Julia Ritter ist das, was man ein Naturtalent nennen kann. Als sie 2011 zufällig ihre Schwester Emily zum Leichtathletik­training begleitet und jemand ihr einen Schlagball in die Hand drückt mit den Worten „Wirf doch mal“, schafft sie aus dem Stand 40 Meter und nach einem Monat Training mit der Kugel die Qualifikation zur Westfalenmeisterschaft.

„Da war uns allen klar, dass wir da ein besonderes Talent entdeckt haben“, erinnert sich Peter Maeder, Jugendsportwart des SuS Oberaden. Tatsächlich entwickelten sich Julias Leistungen in rasantem Tempo. Gleich in ihrem dritten Wettkampf im Frühjahr 2012 wurde die damals 13-Jährige mit einer Wurfweite von 12,03 Meter Westfälische Jugendmeisterin. Auch mit der Diskusscheibe schaffte sie auf Anhieb meisterschaftstaugliche Weiten.

Inzwischen liegt ihre Kugel-Wurfweite bei über 18 Metern, womit sie in der Welt-Elite angekommen ist und das Ticket gelöst hat für die Junioren-Leichtathletik-Weltmeisterschaften in Kolumbien.

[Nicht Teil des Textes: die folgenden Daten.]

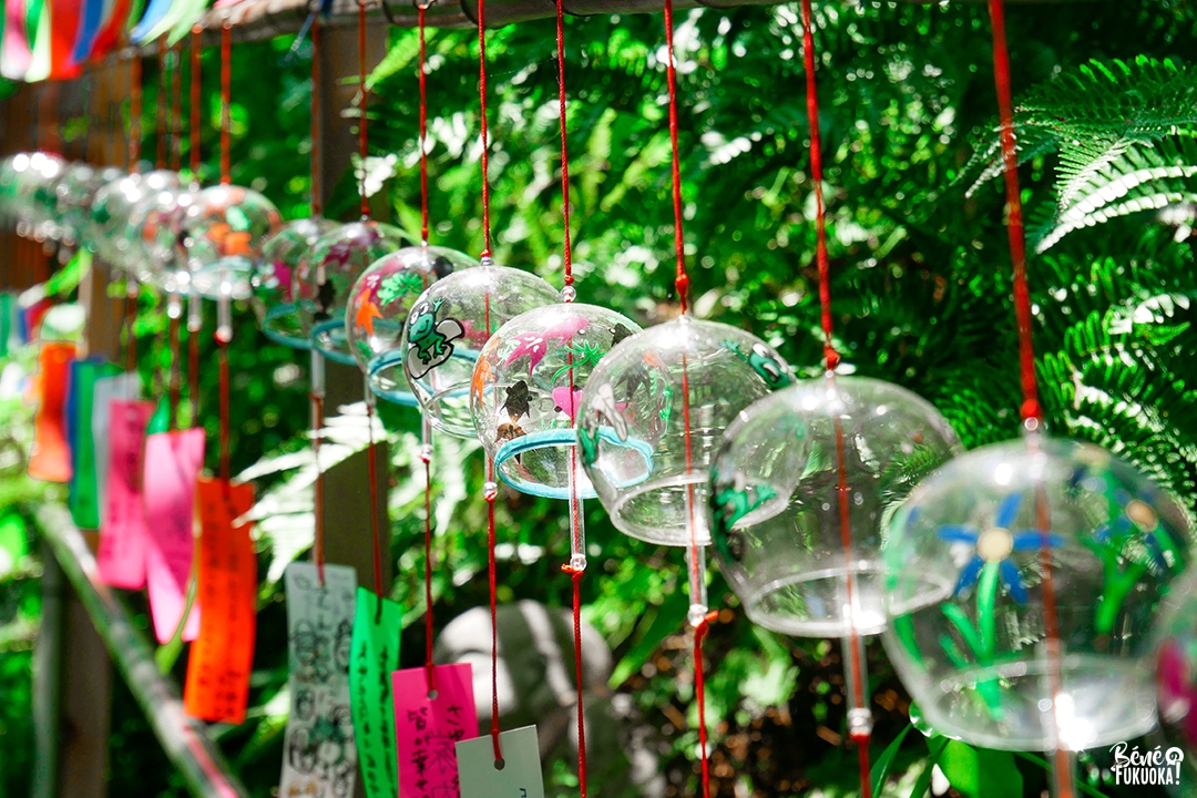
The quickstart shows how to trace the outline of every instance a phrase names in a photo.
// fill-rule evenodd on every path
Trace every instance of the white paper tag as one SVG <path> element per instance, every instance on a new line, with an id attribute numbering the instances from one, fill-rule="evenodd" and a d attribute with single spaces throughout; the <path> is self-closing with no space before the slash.
<path id="1" fill-rule="evenodd" d="M 292 562 L 287 591 L 291 714 L 282 738 L 280 798 L 348 798 L 358 772 L 350 712 L 353 568 Z"/>
<path id="2" fill-rule="evenodd" d="M 91 404 L 91 437 L 96 443 L 96 506 L 108 506 L 108 419 L 113 400 L 133 401 L 141 394 L 141 376 L 136 373 L 101 377 L 96 380 Z"/>
<path id="3" fill-rule="evenodd" d="M 490 735 L 457 743 L 461 798 L 545 798 L 536 726 L 499 733 L 503 769 L 494 767 Z"/>

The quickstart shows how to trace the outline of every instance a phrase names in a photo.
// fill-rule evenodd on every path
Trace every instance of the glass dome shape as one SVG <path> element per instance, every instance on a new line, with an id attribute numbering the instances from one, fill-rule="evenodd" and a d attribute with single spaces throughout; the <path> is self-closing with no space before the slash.
<path id="1" fill-rule="evenodd" d="M 1180 506 L 1104 449 L 1038 434 L 984 446 L 894 516 L 886 650 L 928 724 L 967 743 L 1137 737 L 1155 725 L 1147 631 L 1191 542 Z"/>
<path id="2" fill-rule="evenodd" d="M 443 246 L 405 246 L 375 261 L 350 290 L 345 334 L 358 366 L 379 398 L 419 406 L 403 374 L 403 324 L 415 299 L 435 281 L 478 261 Z"/>
<path id="3" fill-rule="evenodd" d="M 357 363 L 345 335 L 345 307 L 353 284 L 383 255 L 412 243 L 399 227 L 370 219 L 333 227 L 316 239 L 299 266 L 297 299 L 312 348 L 335 363 Z"/>
<path id="4" fill-rule="evenodd" d="M 577 456 L 578 400 L 598 361 L 640 327 L 596 305 L 555 303 L 500 327 L 474 366 L 474 428 L 504 482 L 523 493 L 569 499 L 596 494 Z M 648 445 L 628 456 L 651 461 Z M 636 468 L 636 467 L 633 467 Z"/>
<path id="5" fill-rule="evenodd" d="M 126 269 L 130 240 L 126 234 L 133 208 L 153 193 L 178 188 L 178 175 L 158 170 L 105 183 L 91 203 L 84 244 L 110 266 Z"/>
<path id="6" fill-rule="evenodd" d="M 710 543 L 709 468 L 723 432 L 791 382 L 772 347 L 728 324 L 683 316 L 620 342 L 587 380 L 578 418 L 582 464 L 615 528 Z"/>
<path id="7" fill-rule="evenodd" d="M 129 212 L 124 227 L 126 268 L 145 285 L 166 293 L 190 290 L 187 254 L 178 239 L 183 218 L 200 202 L 200 194 L 183 185 L 150 191 Z"/>
<path id="8" fill-rule="evenodd" d="M 223 292 L 248 299 L 262 243 L 281 226 L 274 203 L 253 189 L 212 185 L 200 191 L 176 225 L 195 291 L 206 299 Z"/>
<path id="9" fill-rule="evenodd" d="M 292 349 L 311 347 L 311 312 L 300 313 L 299 269 L 316 240 L 336 227 L 322 217 L 288 221 L 262 242 L 249 282 L 251 305 L 266 337 Z"/>
<path id="10" fill-rule="evenodd" d="M 748 617 L 798 636 L 880 632 L 886 525 L 961 451 L 935 407 L 876 379 L 827 374 L 748 406 L 711 467 L 715 552 Z"/>
<path id="11" fill-rule="evenodd" d="M 558 298 L 535 274 L 482 263 L 437 280 L 412 305 L 400 341 L 403 373 L 424 418 L 457 438 L 474 437 L 474 366 L 491 334 Z"/>

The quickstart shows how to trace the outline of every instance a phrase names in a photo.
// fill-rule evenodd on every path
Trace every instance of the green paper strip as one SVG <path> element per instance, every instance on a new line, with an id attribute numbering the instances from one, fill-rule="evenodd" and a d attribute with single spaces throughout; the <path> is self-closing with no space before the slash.
<path id="1" fill-rule="evenodd" d="M 0 577 L 19 567 L 28 554 L 25 519 L 14 512 L 0 517 Z"/>
<path id="2" fill-rule="evenodd" d="M 8 339 L 12 336 L 12 294 L 0 292 L 0 358 L 8 357 Z"/>
<path id="3" fill-rule="evenodd" d="M 402 607 L 383 598 L 382 615 L 378 616 L 378 596 L 358 587 L 350 654 L 350 707 L 366 798 L 394 798 L 399 794 L 390 675 L 399 670 L 399 636 L 402 631 Z"/>
<path id="4" fill-rule="evenodd" d="M 79 529 L 99 529 L 99 486 L 96 481 L 96 439 L 92 435 L 92 407 L 96 395 L 96 380 L 102 377 L 115 377 L 120 367 L 99 360 L 81 360 L 75 367 L 79 380 L 73 420 L 78 431 L 75 437 L 74 476 L 71 480 L 71 494 L 67 507 L 71 519 Z"/>

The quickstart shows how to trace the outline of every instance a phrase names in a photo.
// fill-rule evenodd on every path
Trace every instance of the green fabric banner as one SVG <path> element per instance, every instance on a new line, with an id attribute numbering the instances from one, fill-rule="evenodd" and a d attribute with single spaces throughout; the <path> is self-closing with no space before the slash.
<path id="1" fill-rule="evenodd" d="M 402 621 L 402 607 L 383 598 L 379 616 L 378 596 L 358 587 L 350 654 L 350 706 L 366 798 L 399 794 L 390 674 L 399 669 Z"/>

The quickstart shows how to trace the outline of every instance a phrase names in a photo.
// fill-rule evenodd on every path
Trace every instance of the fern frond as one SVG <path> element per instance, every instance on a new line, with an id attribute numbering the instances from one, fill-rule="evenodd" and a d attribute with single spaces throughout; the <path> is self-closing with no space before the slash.
<path id="1" fill-rule="evenodd" d="M 1112 154 L 1112 153 L 1111 153 Z M 1035 251 L 1082 227 L 1142 211 L 1197 201 L 1197 142 L 1173 135 L 1136 144 L 1078 171 L 1070 201 L 1032 230 Z M 1062 197 L 1063 200 L 1063 197 Z"/>

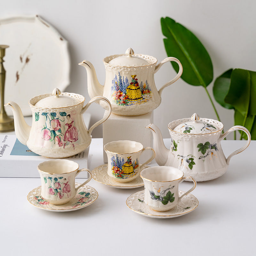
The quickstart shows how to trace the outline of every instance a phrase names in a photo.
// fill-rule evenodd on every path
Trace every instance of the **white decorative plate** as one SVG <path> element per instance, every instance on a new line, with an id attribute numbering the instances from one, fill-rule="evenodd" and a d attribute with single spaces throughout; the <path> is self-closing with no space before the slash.
<path id="1" fill-rule="evenodd" d="M 10 46 L 4 58 L 4 103 L 16 102 L 24 116 L 31 115 L 30 98 L 56 87 L 64 92 L 69 84 L 68 42 L 38 15 L 0 20 L 0 43 Z"/>
<path id="2" fill-rule="evenodd" d="M 149 167 L 148 165 L 144 165 L 141 168 L 141 171 Z M 144 186 L 143 180 L 139 176 L 130 182 L 117 182 L 108 175 L 107 171 L 107 164 L 100 165 L 92 171 L 92 177 L 95 180 L 100 183 L 117 188 L 135 188 Z"/>
<path id="3" fill-rule="evenodd" d="M 184 191 L 179 191 L 180 196 Z M 166 212 L 156 212 L 151 210 L 144 202 L 144 190 L 139 191 L 130 196 L 126 204 L 131 210 L 140 214 L 152 218 L 161 219 L 178 217 L 194 211 L 198 205 L 198 200 L 190 194 L 184 196 L 173 209 Z"/>
<path id="4" fill-rule="evenodd" d="M 77 187 L 80 184 L 76 182 L 76 186 Z M 28 195 L 28 202 L 36 207 L 51 212 L 70 212 L 81 209 L 92 204 L 98 197 L 96 189 L 87 185 L 84 185 L 79 188 L 75 197 L 65 204 L 52 204 L 44 199 L 41 194 L 41 186 L 34 188 Z"/>

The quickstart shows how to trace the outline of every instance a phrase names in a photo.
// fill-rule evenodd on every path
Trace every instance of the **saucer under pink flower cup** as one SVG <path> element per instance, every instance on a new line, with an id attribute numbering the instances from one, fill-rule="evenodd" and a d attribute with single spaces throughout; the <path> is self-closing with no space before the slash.
<path id="1" fill-rule="evenodd" d="M 129 182 L 139 175 L 140 169 L 155 158 L 151 148 L 144 148 L 141 143 L 131 140 L 117 140 L 107 143 L 104 146 L 108 156 L 108 174 L 116 181 Z M 140 164 L 140 156 L 145 150 L 152 151 L 152 156 Z"/>
<path id="2" fill-rule="evenodd" d="M 92 178 L 89 170 L 79 169 L 78 164 L 65 159 L 49 160 L 39 164 L 37 170 L 41 178 L 41 196 L 53 204 L 63 204 L 69 202 L 78 189 Z M 88 173 L 89 178 L 76 188 L 76 177 L 83 171 Z"/>

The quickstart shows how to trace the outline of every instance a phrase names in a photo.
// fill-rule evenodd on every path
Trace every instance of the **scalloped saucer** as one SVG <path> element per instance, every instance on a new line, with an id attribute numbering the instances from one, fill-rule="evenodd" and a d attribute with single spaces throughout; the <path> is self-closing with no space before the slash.
<path id="1" fill-rule="evenodd" d="M 141 168 L 141 171 L 148 167 L 148 165 L 145 165 Z M 100 165 L 92 171 L 92 177 L 100 183 L 117 188 L 135 188 L 144 186 L 143 180 L 140 176 L 130 182 L 117 182 L 108 175 L 107 171 L 107 164 Z"/>
<path id="2" fill-rule="evenodd" d="M 80 183 L 76 182 L 77 187 Z M 27 198 L 33 205 L 41 209 L 52 212 L 70 212 L 81 209 L 92 204 L 98 197 L 95 188 L 87 185 L 81 187 L 75 197 L 65 204 L 57 205 L 50 204 L 41 196 L 41 186 L 30 191 Z"/>
<path id="3" fill-rule="evenodd" d="M 180 195 L 184 192 L 179 190 Z M 147 217 L 161 219 L 179 217 L 194 211 L 198 205 L 198 200 L 193 195 L 184 196 L 176 206 L 170 211 L 156 212 L 151 210 L 144 202 L 144 190 L 130 196 L 126 200 L 128 207 L 135 212 Z"/>

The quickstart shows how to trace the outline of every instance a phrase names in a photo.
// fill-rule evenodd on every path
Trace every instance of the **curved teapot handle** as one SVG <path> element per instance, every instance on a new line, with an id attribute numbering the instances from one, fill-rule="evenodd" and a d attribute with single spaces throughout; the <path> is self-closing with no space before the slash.
<path id="1" fill-rule="evenodd" d="M 180 77 L 180 76 L 182 74 L 182 72 L 183 72 L 183 68 L 182 68 L 182 65 L 181 65 L 181 63 L 180 63 L 180 61 L 179 60 L 176 58 L 174 58 L 174 57 L 168 57 L 168 58 L 166 58 L 164 60 L 163 60 L 161 61 L 161 62 L 156 65 L 156 68 L 155 69 L 154 74 L 156 74 L 156 73 L 159 70 L 160 68 L 164 64 L 167 62 L 169 62 L 169 61 L 175 61 L 175 62 L 178 63 L 179 68 L 179 72 L 176 75 L 176 76 L 174 78 L 172 79 L 170 81 L 169 81 L 169 82 L 168 82 L 166 84 L 164 84 L 160 88 L 160 89 L 158 91 L 158 93 L 159 93 L 159 96 L 160 97 L 161 97 L 161 94 L 162 93 L 162 92 L 163 91 L 163 90 L 166 87 L 167 87 L 167 86 L 169 86 L 172 84 L 173 84 L 174 82 L 177 81 L 177 80 L 178 80 L 178 79 L 179 79 Z"/>
<path id="2" fill-rule="evenodd" d="M 111 114 L 111 104 L 109 102 L 109 101 L 107 98 L 105 98 L 105 97 L 103 97 L 102 96 L 97 96 L 96 97 L 94 97 L 94 98 L 92 98 L 87 103 L 87 104 L 84 107 L 84 108 L 82 108 L 82 111 L 81 111 L 81 114 L 83 114 L 85 112 L 86 110 L 88 108 L 89 106 L 92 103 L 92 102 L 95 102 L 95 101 L 97 101 L 98 100 L 103 100 L 104 101 L 105 101 L 107 103 L 107 104 L 108 105 L 108 112 L 107 113 L 107 115 L 106 115 L 106 116 L 105 117 L 104 117 L 102 119 L 101 119 L 99 121 L 98 121 L 94 124 L 93 124 L 91 127 L 91 128 L 89 129 L 89 131 L 88 132 L 88 134 L 89 135 L 89 136 L 91 136 L 91 134 L 92 133 L 92 130 L 95 128 L 95 127 L 97 127 L 98 125 L 99 125 L 100 124 L 102 124 L 103 122 L 104 122 L 108 119 L 108 118 L 110 116 L 110 114 Z"/>
<path id="3" fill-rule="evenodd" d="M 242 151 L 244 151 L 244 150 L 249 146 L 249 144 L 251 142 L 251 134 L 250 134 L 249 131 L 248 131 L 245 127 L 244 127 L 243 126 L 241 126 L 241 125 L 236 125 L 235 126 L 233 126 L 233 127 L 231 127 L 230 129 L 227 131 L 226 132 L 221 134 L 220 138 L 219 139 L 219 141 L 220 142 L 232 132 L 234 132 L 235 131 L 236 131 L 237 130 L 241 130 L 241 131 L 244 132 L 247 135 L 247 142 L 246 143 L 246 144 L 245 144 L 244 147 L 242 147 L 241 148 L 239 148 L 239 149 L 237 149 L 237 150 L 236 150 L 236 151 L 234 151 L 233 153 L 231 153 L 228 156 L 226 160 L 227 164 L 229 164 L 230 159 L 233 156 L 235 156 L 235 155 L 236 155 L 238 154 L 238 153 L 240 153 Z"/>

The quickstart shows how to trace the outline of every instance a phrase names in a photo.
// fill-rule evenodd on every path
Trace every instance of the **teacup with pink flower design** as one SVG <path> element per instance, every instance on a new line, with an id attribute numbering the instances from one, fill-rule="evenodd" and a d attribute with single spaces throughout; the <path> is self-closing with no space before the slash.
<path id="1" fill-rule="evenodd" d="M 41 178 L 41 195 L 44 199 L 53 204 L 63 204 L 71 200 L 78 188 L 92 178 L 89 170 L 79 169 L 77 163 L 65 159 L 49 160 L 39 164 L 37 170 Z M 89 177 L 76 188 L 76 176 L 83 171 L 87 172 Z"/>

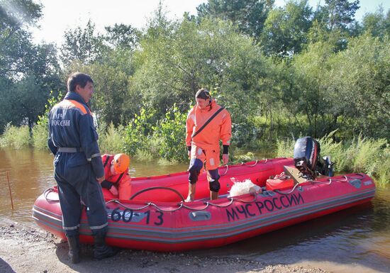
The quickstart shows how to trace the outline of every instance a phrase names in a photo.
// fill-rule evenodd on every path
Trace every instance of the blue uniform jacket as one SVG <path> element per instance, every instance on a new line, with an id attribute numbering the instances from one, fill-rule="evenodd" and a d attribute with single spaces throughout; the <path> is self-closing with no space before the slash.
<path id="1" fill-rule="evenodd" d="M 104 168 L 97 140 L 94 120 L 85 101 L 78 94 L 68 92 L 49 113 L 48 144 L 55 155 L 55 165 L 60 157 L 65 157 L 68 167 L 90 164 L 96 177 L 101 177 Z M 57 152 L 60 147 L 76 147 L 80 152 Z"/>

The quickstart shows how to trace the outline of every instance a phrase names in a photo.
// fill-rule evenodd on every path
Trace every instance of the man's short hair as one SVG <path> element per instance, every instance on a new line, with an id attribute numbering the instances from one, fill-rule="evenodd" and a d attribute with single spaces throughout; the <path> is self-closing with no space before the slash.
<path id="1" fill-rule="evenodd" d="M 198 90 L 196 94 L 195 95 L 195 99 L 208 99 L 211 97 L 211 96 L 210 96 L 210 92 L 206 88 L 202 88 Z"/>
<path id="2" fill-rule="evenodd" d="M 73 73 L 67 79 L 67 90 L 69 92 L 74 92 L 76 91 L 77 84 L 84 88 L 87 82 L 94 83 L 91 76 L 80 72 Z"/>

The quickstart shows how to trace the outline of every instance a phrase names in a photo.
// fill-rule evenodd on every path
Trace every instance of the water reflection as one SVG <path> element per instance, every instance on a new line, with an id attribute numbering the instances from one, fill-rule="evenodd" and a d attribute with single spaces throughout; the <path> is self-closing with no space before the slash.
<path id="1" fill-rule="evenodd" d="M 389 189 L 379 189 L 372 204 L 225 247 L 192 252 L 197 255 L 238 256 L 272 263 L 301 264 L 304 261 L 337 272 L 389 272 Z"/>
<path id="2" fill-rule="evenodd" d="M 0 150 L 0 218 L 34 225 L 36 198 L 55 185 L 52 155 L 30 149 Z M 186 165 L 156 166 L 132 161 L 132 177 L 182 172 Z M 8 171 L 15 210 L 11 209 Z M 390 189 L 377 189 L 372 204 L 294 225 L 225 247 L 191 252 L 250 257 L 274 263 L 306 262 L 335 272 L 390 272 Z"/>
<path id="3" fill-rule="evenodd" d="M 53 156 L 48 150 L 0 149 L 0 216 L 17 222 L 31 223 L 31 208 L 38 196 L 55 186 Z M 132 177 L 161 175 L 186 169 L 186 165 L 158 166 L 152 162 L 133 160 Z M 6 172 L 8 172 L 14 210 L 11 209 Z"/>

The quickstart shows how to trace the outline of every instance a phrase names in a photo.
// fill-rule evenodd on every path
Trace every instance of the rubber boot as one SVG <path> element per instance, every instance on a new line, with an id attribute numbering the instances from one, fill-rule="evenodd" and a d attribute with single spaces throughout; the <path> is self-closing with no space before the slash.
<path id="1" fill-rule="evenodd" d="M 188 196 L 186 199 L 186 202 L 191 202 L 195 199 L 195 190 L 196 189 L 196 184 L 188 184 Z"/>
<path id="2" fill-rule="evenodd" d="M 70 258 L 70 262 L 72 264 L 80 262 L 80 240 L 79 235 L 67 236 L 67 239 L 69 245 L 67 255 Z"/>
<path id="3" fill-rule="evenodd" d="M 118 251 L 106 244 L 106 234 L 94 236 L 95 245 L 94 247 L 94 257 L 101 260 L 114 256 Z"/>
<path id="4" fill-rule="evenodd" d="M 218 192 L 210 191 L 210 199 L 211 200 L 218 199 Z"/>

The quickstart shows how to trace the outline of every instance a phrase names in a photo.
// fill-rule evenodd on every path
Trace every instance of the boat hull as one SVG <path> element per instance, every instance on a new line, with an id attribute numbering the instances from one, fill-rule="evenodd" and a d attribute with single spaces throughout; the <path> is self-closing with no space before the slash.
<path id="1" fill-rule="evenodd" d="M 283 191 L 215 201 L 107 199 L 106 242 L 157 251 L 215 247 L 368 202 L 374 193 L 369 177 L 352 174 L 323 177 Z M 55 189 L 38 197 L 33 211 L 38 225 L 65 238 Z M 85 211 L 79 231 L 82 242 L 93 242 Z"/>

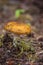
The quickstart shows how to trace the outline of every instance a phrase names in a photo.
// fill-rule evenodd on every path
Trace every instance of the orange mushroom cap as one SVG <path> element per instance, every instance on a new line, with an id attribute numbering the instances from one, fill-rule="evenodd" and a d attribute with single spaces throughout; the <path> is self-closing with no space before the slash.
<path id="1" fill-rule="evenodd" d="M 16 34 L 30 34 L 31 33 L 31 26 L 27 25 L 26 23 L 19 23 L 19 22 L 8 22 L 4 29 Z"/>

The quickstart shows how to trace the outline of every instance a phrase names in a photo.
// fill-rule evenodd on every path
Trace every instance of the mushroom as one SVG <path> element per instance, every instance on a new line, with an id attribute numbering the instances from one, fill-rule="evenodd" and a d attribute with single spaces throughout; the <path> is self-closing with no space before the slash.
<path id="1" fill-rule="evenodd" d="M 22 22 L 10 21 L 5 24 L 4 29 L 19 35 L 31 33 L 31 26 Z"/>

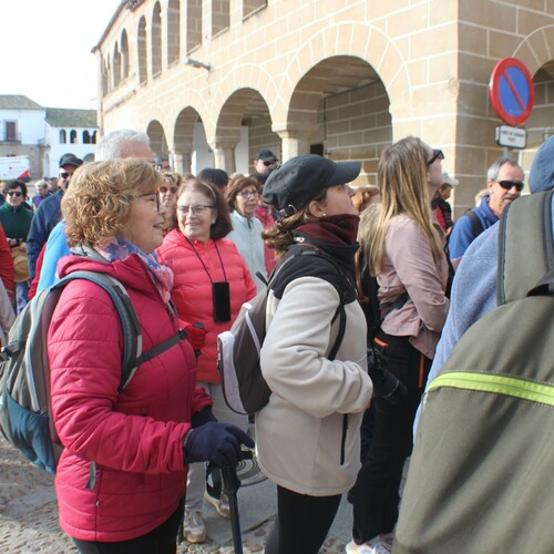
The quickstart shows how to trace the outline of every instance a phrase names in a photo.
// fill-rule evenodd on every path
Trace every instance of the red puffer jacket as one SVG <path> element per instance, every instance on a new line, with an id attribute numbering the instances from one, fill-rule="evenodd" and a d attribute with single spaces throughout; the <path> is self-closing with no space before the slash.
<path id="1" fill-rule="evenodd" d="M 135 254 L 102 263 L 70 256 L 61 276 L 92 269 L 126 287 L 146 351 L 177 330 L 143 260 Z M 55 491 L 62 529 L 84 541 L 126 541 L 148 533 L 176 510 L 187 468 L 182 439 L 191 414 L 211 400 L 195 386 L 194 352 L 187 341 L 142 363 L 117 394 L 123 335 L 107 293 L 75 280 L 62 293 L 48 336 L 52 410 L 65 450 Z M 96 463 L 86 489 L 90 461 Z"/>
<path id="2" fill-rule="evenodd" d="M 217 245 L 217 247 L 216 247 Z M 219 252 L 219 255 L 217 254 Z M 188 243 L 183 233 L 174 229 L 164 238 L 156 250 L 161 264 L 171 267 L 175 274 L 172 300 L 178 317 L 184 321 L 204 324 L 206 341 L 198 357 L 198 381 L 219 382 L 217 372 L 217 335 L 233 325 L 240 306 L 256 296 L 256 285 L 237 247 L 230 240 L 208 240 L 206 244 Z M 219 259 L 220 256 L 220 259 Z M 202 259 L 202 261 L 201 261 Z M 209 273 L 209 277 L 208 274 Z M 214 321 L 212 280 L 227 280 L 230 290 L 230 321 Z"/>

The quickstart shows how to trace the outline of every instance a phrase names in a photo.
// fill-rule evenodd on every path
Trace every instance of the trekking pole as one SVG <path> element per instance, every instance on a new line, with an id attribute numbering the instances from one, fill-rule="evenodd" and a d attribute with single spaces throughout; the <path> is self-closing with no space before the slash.
<path id="1" fill-rule="evenodd" d="M 253 454 L 249 450 L 240 451 L 242 459 L 252 460 Z M 230 529 L 233 531 L 233 545 L 235 547 L 235 554 L 243 554 L 243 535 L 240 532 L 240 521 L 238 517 L 238 500 L 237 492 L 240 489 L 240 480 L 237 475 L 236 468 L 230 468 L 226 465 L 222 468 L 223 476 L 223 492 L 229 499 L 229 511 L 230 511 Z"/>
<path id="2" fill-rule="evenodd" d="M 240 488 L 240 480 L 237 470 L 226 465 L 222 468 L 223 492 L 229 499 L 230 529 L 233 530 L 233 545 L 235 554 L 243 554 L 243 536 L 240 533 L 240 521 L 238 517 L 237 491 Z"/>

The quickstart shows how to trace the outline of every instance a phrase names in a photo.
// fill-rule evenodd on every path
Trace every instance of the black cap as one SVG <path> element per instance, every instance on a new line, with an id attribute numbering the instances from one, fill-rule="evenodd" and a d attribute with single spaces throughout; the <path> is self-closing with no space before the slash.
<path id="1" fill-rule="evenodd" d="M 350 183 L 360 174 L 359 162 L 334 162 L 308 154 L 296 156 L 267 177 L 263 201 L 286 217 L 298 212 L 325 188 Z"/>
<path id="2" fill-rule="evenodd" d="M 270 150 L 259 150 L 254 160 L 263 162 L 277 162 L 278 157 Z"/>
<path id="3" fill-rule="evenodd" d="M 79 167 L 80 165 L 83 165 L 83 161 L 73 154 L 63 154 L 63 156 L 60 157 L 60 167 L 63 167 L 64 165 L 74 165 L 75 167 Z"/>

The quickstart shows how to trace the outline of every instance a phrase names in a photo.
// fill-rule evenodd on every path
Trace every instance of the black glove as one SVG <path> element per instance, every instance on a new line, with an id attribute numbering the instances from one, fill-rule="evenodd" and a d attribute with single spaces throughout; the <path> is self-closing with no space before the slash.
<path id="1" fill-rule="evenodd" d="M 238 427 L 209 421 L 193 429 L 185 438 L 185 463 L 213 462 L 220 468 L 235 468 L 242 459 L 240 444 L 254 448 L 254 441 Z"/>
<path id="2" fill-rule="evenodd" d="M 408 399 L 408 389 L 393 373 L 384 369 L 387 360 L 373 347 L 368 347 L 368 373 L 373 381 L 376 397 L 387 400 L 391 404 L 401 404 Z"/>
<path id="3" fill-rule="evenodd" d="M 212 413 L 212 408 L 206 406 L 202 410 L 194 412 L 191 417 L 191 423 L 193 429 L 204 425 L 204 423 L 209 423 L 211 421 L 217 421 L 217 418 Z"/>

Mit ihren 17 Jahren darf Julia Ritter in zwei Altersklassen starten – in der U18 mit einer drei Kilo schweren Kugel und in der U20 mit ­einer vier Kilo schweren Kugel. „Das höhere Gewicht macht sich schon bemerkbar“, gibt Julia zu. Hier stehe noch hartes Training an, bevor sie bei den „Erwachsenen“ ganz oben mitmachen kann. Doch die Oberadenerin ist hartes Training gewöhnt – und will es auch gar nicht anders haben. „Wenn ich morgens vor der Schule im Kraftraum bin, während sich die anderen in ihren Betten räkeln, dann denke ich schon mal: Was mache ich hier eigentlich? Aber nur kurz“, schmunzelt Julia.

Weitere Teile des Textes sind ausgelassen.